Framed that way, this sounds terrible. But... the truth is actual health care outcomes for insured patients in the USA are extremely good. This holds in comparison to other nations, when corrected for GDP and patient income, etc...
"Insurance companies" are, at least in the narrow sense, doing what we pay them to do really well.
They may or may not be making things easier for nurses, which is a different metric. But nurses aren't their customers, we are. And we're getting a fairly good[1] product.
[1] Albeit extremely expensive relative to other nations.
I had not done an eye appointment in years and years because my vision is generally very good - I went in expecting to offer cash, negotiate, and generally play a bit of hardball. I was amazed when the front desk person IMMEDIATELY perked up, looked super happy, and started offering massive discounts before I even threw numbers out. The eye doctors as well were very enthusiastic.
Unsurprisingly, this means many normal people can't afford a therapist and they're getting harder to find.
https://www.verywellhealth.com/health-insurance-companies-un....
In theory, this sounds like a great way to make sure insurance companies aren't just taking unreasonable profits, and that they are spending money on medical care, not administration, keeping the business lean.
In _practice_, what it means is that profits are constrained by medical costs, so the insurance companies are literally incentivized to pay _more_ for medical services. Originally, insurance companies were supposed to be an intelligent negotiator on behalf of their customers. After all, their experts should know much more than a layperson every will.

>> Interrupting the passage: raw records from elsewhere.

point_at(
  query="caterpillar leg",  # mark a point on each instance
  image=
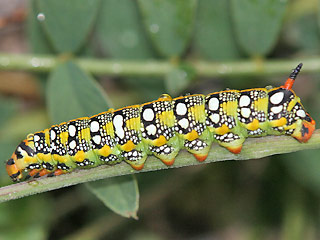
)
(165, 153)
(199, 148)
(135, 158)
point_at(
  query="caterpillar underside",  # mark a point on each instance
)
(161, 128)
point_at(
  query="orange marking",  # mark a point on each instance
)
(278, 123)
(105, 151)
(80, 156)
(288, 84)
(200, 157)
(254, 125)
(128, 146)
(43, 172)
(58, 172)
(307, 128)
(168, 162)
(159, 141)
(137, 167)
(192, 135)
(222, 130)
(235, 150)
(33, 172)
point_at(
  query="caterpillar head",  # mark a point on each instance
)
(305, 125)
(17, 163)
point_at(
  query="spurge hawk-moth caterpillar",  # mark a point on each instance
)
(161, 128)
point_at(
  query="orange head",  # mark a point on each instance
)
(306, 128)
(16, 164)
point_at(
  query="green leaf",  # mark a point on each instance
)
(304, 167)
(303, 34)
(122, 36)
(169, 24)
(119, 194)
(257, 24)
(71, 93)
(120, 31)
(37, 39)
(16, 222)
(214, 38)
(7, 108)
(68, 23)
(179, 79)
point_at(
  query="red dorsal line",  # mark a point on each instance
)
(288, 84)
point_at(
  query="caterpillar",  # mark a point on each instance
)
(161, 128)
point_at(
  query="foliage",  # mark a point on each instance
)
(253, 199)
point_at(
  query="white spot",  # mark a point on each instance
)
(167, 150)
(244, 101)
(41, 17)
(151, 129)
(94, 126)
(245, 112)
(181, 109)
(277, 109)
(97, 139)
(72, 130)
(213, 104)
(215, 117)
(72, 144)
(118, 123)
(277, 98)
(52, 135)
(301, 113)
(36, 138)
(148, 114)
(184, 123)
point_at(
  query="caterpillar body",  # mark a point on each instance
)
(161, 128)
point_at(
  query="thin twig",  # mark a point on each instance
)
(253, 148)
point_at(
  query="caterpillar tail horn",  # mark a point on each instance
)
(289, 83)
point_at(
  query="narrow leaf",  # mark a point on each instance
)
(120, 31)
(120, 194)
(121, 34)
(38, 41)
(257, 24)
(169, 24)
(68, 23)
(214, 38)
(71, 94)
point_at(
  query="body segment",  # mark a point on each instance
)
(161, 128)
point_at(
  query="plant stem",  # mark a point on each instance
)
(147, 68)
(253, 148)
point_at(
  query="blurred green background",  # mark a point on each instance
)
(273, 198)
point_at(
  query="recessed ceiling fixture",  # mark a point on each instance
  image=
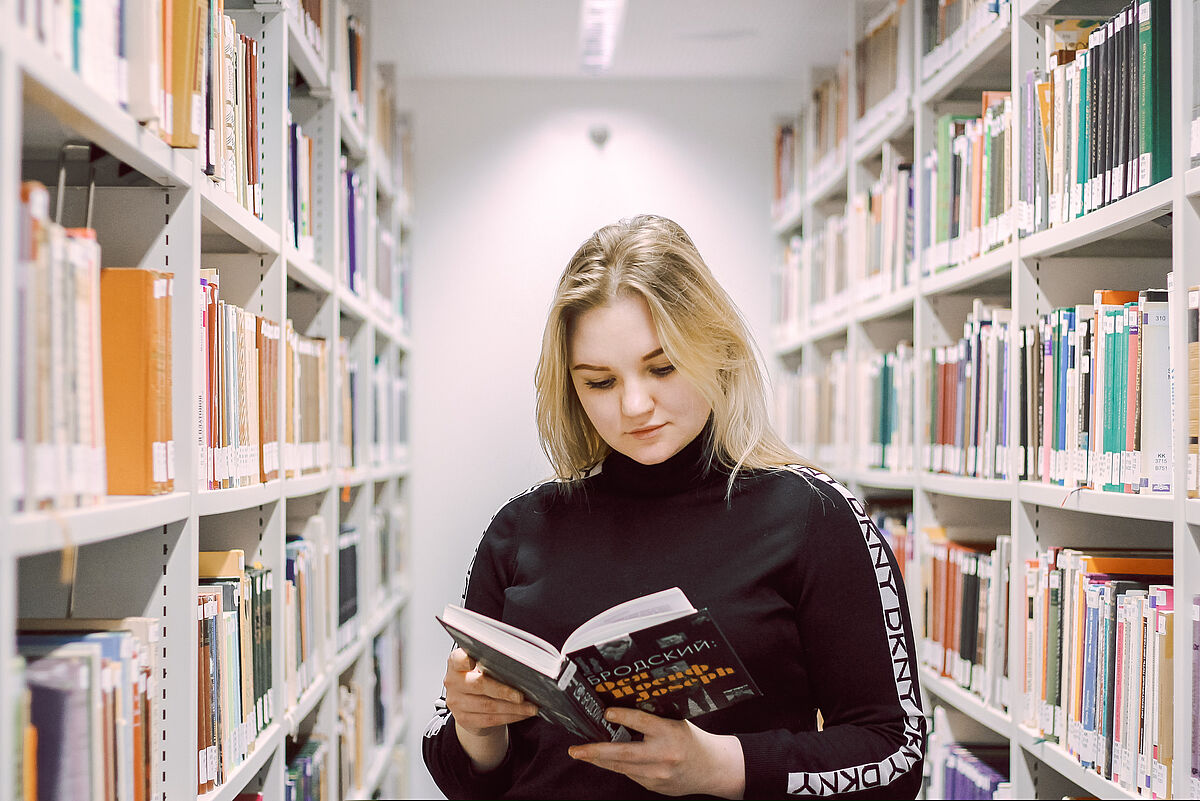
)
(599, 28)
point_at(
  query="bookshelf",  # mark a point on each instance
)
(1131, 242)
(155, 208)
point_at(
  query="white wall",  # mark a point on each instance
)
(508, 184)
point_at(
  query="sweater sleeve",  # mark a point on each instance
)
(490, 573)
(858, 651)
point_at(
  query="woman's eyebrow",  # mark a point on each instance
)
(653, 354)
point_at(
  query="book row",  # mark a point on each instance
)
(310, 771)
(813, 407)
(90, 712)
(234, 680)
(966, 386)
(94, 380)
(306, 637)
(1095, 390)
(1099, 118)
(93, 365)
(831, 121)
(814, 283)
(965, 770)
(376, 694)
(353, 242)
(947, 28)
(301, 214)
(967, 186)
(965, 612)
(1099, 644)
(885, 410)
(232, 106)
(240, 369)
(877, 58)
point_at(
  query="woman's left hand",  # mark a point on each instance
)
(675, 757)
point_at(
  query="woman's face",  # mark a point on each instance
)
(631, 392)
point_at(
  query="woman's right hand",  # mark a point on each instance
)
(481, 705)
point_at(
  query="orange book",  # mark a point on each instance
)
(29, 782)
(139, 752)
(991, 97)
(136, 349)
(185, 80)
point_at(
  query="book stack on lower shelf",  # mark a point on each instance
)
(1099, 655)
(1095, 390)
(814, 407)
(91, 706)
(966, 386)
(883, 413)
(965, 770)
(235, 662)
(241, 357)
(893, 518)
(305, 608)
(966, 616)
(309, 774)
(948, 28)
(306, 437)
(351, 736)
(826, 264)
(881, 232)
(1099, 118)
(969, 192)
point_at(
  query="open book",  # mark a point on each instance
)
(655, 652)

But with the poisoned incentive to raise costs, customers are basically held hostage by a bag faith negotiator. Not bad faith as in malicious, but in terms of having an enormous conflict of interest.
In the very early nineties, insurance companies lured doctors in with promises of referral if they would just accept certain terms. Originally, this was to the benefit of the doctor -- more referrals. But only originally: once lock-in occurred, the insurance companies began to set their own terms. They couldn't have accomplished this without some greed on the part of many doctors early on.
This seems like the root of the problem, and insurance seems like what "fixes" that but causes tons of downstream unwanted side-effects.